Atilio Borón: Queria começar pedindo uma reflexão sobre a importância que a Revolução Cubana sempre atribuiu ao tema da cultura, algo que muitas vezes fica eclipsado pela ênfase quase excludente posta sobre as transformações econômicas e políticas desencadeadas a partir do triunfo da Revolução

Abel Prieto: Atilio, recorda aquela frase de Fidel, quando disse que uma revolução somente pode ser filha da cultura e das ideias. Um conceito muito martiano [referente a José Martí] e muito gramsciano também, e que tem a ver com as ideias do Che acerca da criação de um homem novo, que é o que define realmente a transformação socialista do ser humano e de seu entorno. O que realmente levou a Revolução cubana até aqui –de um modo ou outro, com zigue zagues, com retrocessos, com dificuldades, com obstáculos às vezes que pareciam insuperáveis- foi a hegemonia em termos culturais das ideias do socialismo. O que fez o povo de Cuba resistir àqueles anos terríveis, os anos 90, a não ser convicções muito fortes, uma claríssima consciência em termos de que tínhamos que defender o espaço conquistado para as ideias de justiça, para as ideias da democracia autêntica? Me parece que isso teve muito a ver com a campanha de alfabetização realizada tão cedo, a criação da Imprensa Nacional, da Casa das Américas, do Instituto de Cinema (Icaic), ou seja, todo o aparato de proteção do patrimônio cultural, da memória cultural da nação desde seus primeiros anos, e a democratização do acesso à cultura. Com distinta ênfase e em distintas etapas, a cultura sempre foi uma prioridade para Fidel, como é ainda hoje para Raúl. E esta é uma das conquistas, digamos que definitórias, de nosso socialismo.

A B: Podemos dizer que é uma conquista fundamental, mais irreversível do que qualquer outra. Sempre me impressionou o fato de que a Casa das Américas ou o Icaic tivessem sido criados tão cedo pela Revolução Cubana, inclusive antes que outras instituições que têm a ver com a vida econômica, ou, inclusive, com a legislação agrária.

A P: O Instituto Nacional de Reforma Agrária, INRA, foi criado no início da revolução; porém, a primeira lei da Assembleia Nacional, já com a Revolução institucionalizada, foi a do Patrimônio Cultural.
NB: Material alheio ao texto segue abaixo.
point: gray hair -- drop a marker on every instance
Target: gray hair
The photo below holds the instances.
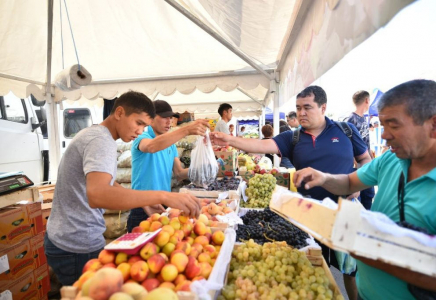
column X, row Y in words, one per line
column 418, row 96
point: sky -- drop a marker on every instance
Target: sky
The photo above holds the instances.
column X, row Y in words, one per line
column 403, row 50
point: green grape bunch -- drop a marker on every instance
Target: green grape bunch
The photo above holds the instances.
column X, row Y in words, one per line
column 274, row 271
column 259, row 191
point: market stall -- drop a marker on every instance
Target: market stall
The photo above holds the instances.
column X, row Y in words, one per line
column 197, row 49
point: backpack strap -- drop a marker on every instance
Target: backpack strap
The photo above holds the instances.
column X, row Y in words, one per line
column 345, row 127
column 295, row 137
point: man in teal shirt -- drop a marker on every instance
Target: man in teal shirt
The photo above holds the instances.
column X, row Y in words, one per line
column 408, row 114
column 155, row 158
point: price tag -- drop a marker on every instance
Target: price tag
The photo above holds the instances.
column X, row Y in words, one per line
column 4, row 264
column 243, row 187
column 6, row 295
column 222, row 196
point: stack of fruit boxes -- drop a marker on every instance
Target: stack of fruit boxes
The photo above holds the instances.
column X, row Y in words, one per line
column 23, row 268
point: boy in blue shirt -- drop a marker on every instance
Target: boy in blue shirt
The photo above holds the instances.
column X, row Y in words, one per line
column 154, row 158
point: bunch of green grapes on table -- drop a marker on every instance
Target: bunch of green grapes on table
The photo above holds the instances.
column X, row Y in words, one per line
column 259, row 191
column 274, row 271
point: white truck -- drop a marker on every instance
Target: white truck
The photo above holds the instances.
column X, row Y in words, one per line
column 23, row 133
A B: O Caribe é uma região onde o impacto da cultura norte-americana tem sido, tradicionalmente, muito forte e imediata, e dá a impressão de que em Cuba está sendo cada vez mais difícil subtrair-se de seu influxo. Até que ponto é certo e, caso seja, há maneira de contrarrestar esse processo?

A P: Em Rosario, quando falava do Socialismo e do Homem em Cuba, do Che, recordava que ele dizia que havia que combater as taras do passado. O problema é que hoje as taras do passado fazem parte da batalha cotidiana e, efetivamente, da mensagem consumista, frívola, a mensagem, digamos, pró ‘yanqui’, com uma certa idealização desse mundo norte-americano, que tem influído em alguns segmentos de nossa população e, eu diria, que contamina o ambiente espiritual em Cuba. Porém, tenho uma fé muito grande em que, inclusive, sob as piores condições, a identidade cultural cubana terá essa capacidade de resistir. Claro que não podemos deixar isso atado a um processo meramente espontâneo. Temos que ajudar esses processos acontecerem; temos que ajudar a criar novos paradigmas.
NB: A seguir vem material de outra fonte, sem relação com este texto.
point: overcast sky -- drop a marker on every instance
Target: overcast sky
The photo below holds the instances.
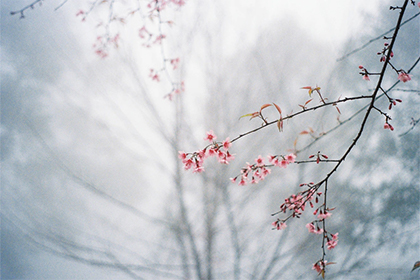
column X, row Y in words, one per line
column 70, row 118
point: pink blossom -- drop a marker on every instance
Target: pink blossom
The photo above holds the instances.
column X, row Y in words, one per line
column 198, row 169
column 324, row 215
column 227, row 144
column 210, row 136
column 229, row 156
column 259, row 161
column 179, row 3
column 283, row 163
column 188, row 164
column 291, row 158
column 312, row 229
column 182, row 155
column 404, row 77
column 333, row 242
column 317, row 267
column 175, row 62
column 279, row 225
column 388, row 126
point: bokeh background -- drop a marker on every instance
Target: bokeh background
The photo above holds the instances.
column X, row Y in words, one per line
column 91, row 186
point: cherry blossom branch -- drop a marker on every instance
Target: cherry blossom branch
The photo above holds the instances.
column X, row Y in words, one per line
column 356, row 113
column 295, row 204
column 305, row 110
A B: Há quem diz que, com a atualização do modelo socialista, Cuba está voltando ao capitalismo. Isso é algo que nos perguntam permanentemente. Que pensas?
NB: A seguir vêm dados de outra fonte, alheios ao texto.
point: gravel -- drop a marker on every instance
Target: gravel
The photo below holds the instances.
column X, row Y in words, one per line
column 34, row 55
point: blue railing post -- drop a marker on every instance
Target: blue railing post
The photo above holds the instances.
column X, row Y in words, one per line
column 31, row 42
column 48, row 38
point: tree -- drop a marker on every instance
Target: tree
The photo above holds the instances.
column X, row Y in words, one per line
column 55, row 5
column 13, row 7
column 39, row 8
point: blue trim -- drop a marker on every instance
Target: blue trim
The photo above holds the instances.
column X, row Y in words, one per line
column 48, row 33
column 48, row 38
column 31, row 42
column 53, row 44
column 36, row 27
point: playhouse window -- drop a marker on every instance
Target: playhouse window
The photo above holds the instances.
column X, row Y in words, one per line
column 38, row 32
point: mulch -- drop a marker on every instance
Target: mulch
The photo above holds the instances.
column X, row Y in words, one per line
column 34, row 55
A P: Em primeiro lugar, creio que temos que recordar que os documentos levados ao recente Congresso do Partido foram discutidos por toda a população e enriquecidos na discussão pelas pessoas. E nesse documento, fala-se de formas de gestão não estatais; não se fala de privatização ou de propriedade não estatal. Fala-se de formas de gestão não estatais. Nós estamos arrendando terras a cooperativas ou a famílias, camponeses que têm a obrigação de fazer a terra produzir; porém, a propriedade permanece do Estado cubano em nome de todo o povo. Isso é contrário à privatização e um princípio básico é que nenhuma pessoa física e nenhuma entidade que maneje a produção ou os serviços com formas não estatais possam concentrar propriedade. De todo modo, a empresa estatal socialista, agora com mais atribuições, mais liberdade de ação e maior eficiência, sem as travas administrativas que a teve de mãos atadas, é a que nos tirará da crise. O conceito de saúde universal gratuita para todos/as os/as cubanos/as não será tocado, pois contribuiu com os índices de mortalidade infantil de Primeiro Mundo que temos atualmente. Não será tocado tampouco o acesso à educação universal e gratuita que temos hoje; ou seja, todo/a cubano/a poderá, segundo seu esforço, seu talento e sua capacidade, transitar da educação infantil até a universidade sem pagar um centavo. Nada disso é negociável; não privatizaremos nada disso e não estamos privatizando nada. É importante ressaltar isso. O conceito de privatização está, absolutamente, excluído como política.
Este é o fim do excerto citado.